Stephen Hawking concorda com as palavras: "É impossível imaginar um espaço quadridimensional. Eu, pessoalmente, acho difícil o suficiente para visualizar um espaço tridimensional "(Hawking," Uma Breve História do Tempo ", p 24.). Na opinião de Lisa Randall:" Ele não está pensando em dimensões extras, mas tentando imaginá-los, que ameaça ser inquietante. Tentando desenhar um mundo de dimensão superior, inevitavelmente, leva a complicações. "(Lisa Randall, Passagens Warped)
Dr. Randall acredita na existência física de dimensões adicionais, ela só não acho que é possível visualizá-las ao lado das dimensões familiares. Esta atitude tem raízes muito fortes na filosofia histórica. A tragédia moderna metafísica que se apega a essa alegação quase unanimemente aceite pode ser resumida na conclusão de Immanuel Kant (1724-1824) que "uma vez que não têm acesso directo à" realidade em si ", estamos limitados ao que percebemos." (Diane Barsoum Raymond, existencialismo e da tradição filosófica.) A impossibilidade pressuposta para visualizar ou conceituar dimensões superiores, mapas completamente força a essa conclusão.
Tudo isso ecoa os sentimentos de Werner Heisenberg, que deu o tom para a física moderna com a afirmação de que devemos "abandonar todas as tentativas de construir modelos de percepção de processos atômicos." (Werner Heisenberg, "Physics and Beyond", New York, Harper & Row, 1971, p. 76.)

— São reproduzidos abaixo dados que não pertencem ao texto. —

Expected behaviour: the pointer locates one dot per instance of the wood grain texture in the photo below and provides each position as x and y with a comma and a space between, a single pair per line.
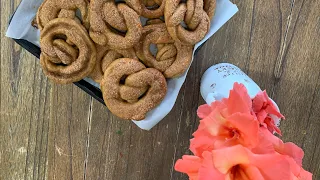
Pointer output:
49, 131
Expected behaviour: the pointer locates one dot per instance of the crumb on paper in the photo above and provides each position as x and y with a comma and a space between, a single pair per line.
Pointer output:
119, 132
34, 23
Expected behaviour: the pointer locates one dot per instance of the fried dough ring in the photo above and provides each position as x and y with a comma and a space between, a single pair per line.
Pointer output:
172, 58
148, 8
67, 52
194, 16
105, 56
108, 20
51, 9
142, 90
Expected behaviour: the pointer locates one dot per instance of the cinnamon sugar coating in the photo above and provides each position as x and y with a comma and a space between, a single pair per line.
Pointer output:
68, 54
130, 90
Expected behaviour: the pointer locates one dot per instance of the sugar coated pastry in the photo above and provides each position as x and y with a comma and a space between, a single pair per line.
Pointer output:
148, 8
68, 54
192, 13
105, 56
210, 7
130, 90
51, 9
115, 25
172, 58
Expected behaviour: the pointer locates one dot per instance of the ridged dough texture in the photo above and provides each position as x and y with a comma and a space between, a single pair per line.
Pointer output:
107, 41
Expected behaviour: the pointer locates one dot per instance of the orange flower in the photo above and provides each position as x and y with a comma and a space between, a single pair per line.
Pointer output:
198, 168
226, 123
239, 163
263, 107
235, 141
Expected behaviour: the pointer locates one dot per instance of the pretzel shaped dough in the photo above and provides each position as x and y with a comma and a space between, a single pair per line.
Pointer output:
172, 58
105, 56
117, 26
51, 9
130, 90
192, 13
67, 52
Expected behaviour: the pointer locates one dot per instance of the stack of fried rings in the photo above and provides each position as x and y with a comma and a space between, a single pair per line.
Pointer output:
106, 41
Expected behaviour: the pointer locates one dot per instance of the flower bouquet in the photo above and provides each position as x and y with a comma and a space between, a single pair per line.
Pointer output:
235, 141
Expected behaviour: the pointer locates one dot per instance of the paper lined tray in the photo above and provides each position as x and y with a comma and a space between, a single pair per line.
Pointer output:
28, 38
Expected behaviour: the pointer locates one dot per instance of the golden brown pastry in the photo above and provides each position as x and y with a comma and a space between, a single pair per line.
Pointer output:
105, 56
192, 13
148, 8
51, 9
130, 90
210, 7
172, 58
115, 25
68, 54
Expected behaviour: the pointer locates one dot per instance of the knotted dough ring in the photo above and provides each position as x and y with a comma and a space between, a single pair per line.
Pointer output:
192, 13
172, 58
148, 8
130, 90
68, 54
51, 9
105, 56
117, 26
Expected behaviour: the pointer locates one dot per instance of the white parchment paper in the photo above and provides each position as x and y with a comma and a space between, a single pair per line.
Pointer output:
20, 28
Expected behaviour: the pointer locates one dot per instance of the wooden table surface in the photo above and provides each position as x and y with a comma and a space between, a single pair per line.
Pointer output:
50, 131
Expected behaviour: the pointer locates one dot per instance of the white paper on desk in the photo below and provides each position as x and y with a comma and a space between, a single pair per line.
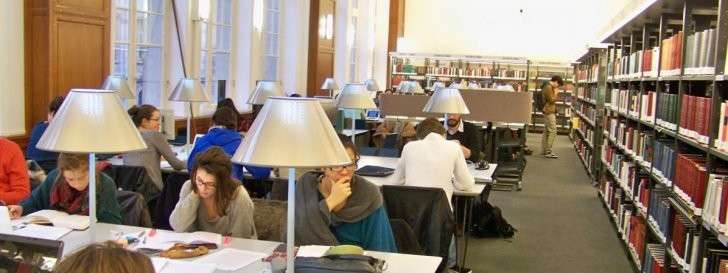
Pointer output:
173, 266
312, 251
230, 259
42, 232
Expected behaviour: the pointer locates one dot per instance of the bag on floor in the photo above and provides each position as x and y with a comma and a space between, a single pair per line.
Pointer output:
488, 222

Apesar do fracasso histórico para fazê-lo, visualizando mais elevados reinos dimensionais não é impossível. Com a visão direita é realmente muito simples. É realizado através de níveis de hierarquia realizando dimensional, permitindo que o tecido do espaço-tempo para ser composto de constituintes ponteadas que residem dentro de um volume de dimensões superspatial. Até o final deste livro, vamos todos ser capaz de visualizar mais de três dimensões espaciais simultaneamente.
[4] Observe que eu não escolhi (x, y, z, i, j, k, t), apesar de as leis da mecânica quântica que exigem a existência de "imaginário" dimensões para cada dimensão espacial. Isto é porque as dimensões que permitem que representação de curvatura são, de facto separado a partir das dimensões ligados a "imaginário" características, que descrevem quânticos sistemas mecânicos. Versões compactadas desses "imaginário" dimensões vai entrar em jogo mais tarde.
As três letras gregas S, M, d (sigma minúsculo, mu e delta), foram tomados como componentes fonéticos da palavra sânscrita Samadhi.
[5] sinais luminosos também levam mais tempo para viajar por regiões com alta curvatura, porque eles têm de percorrer mais espaço. Isto é conhecido como o efeito Shapiro.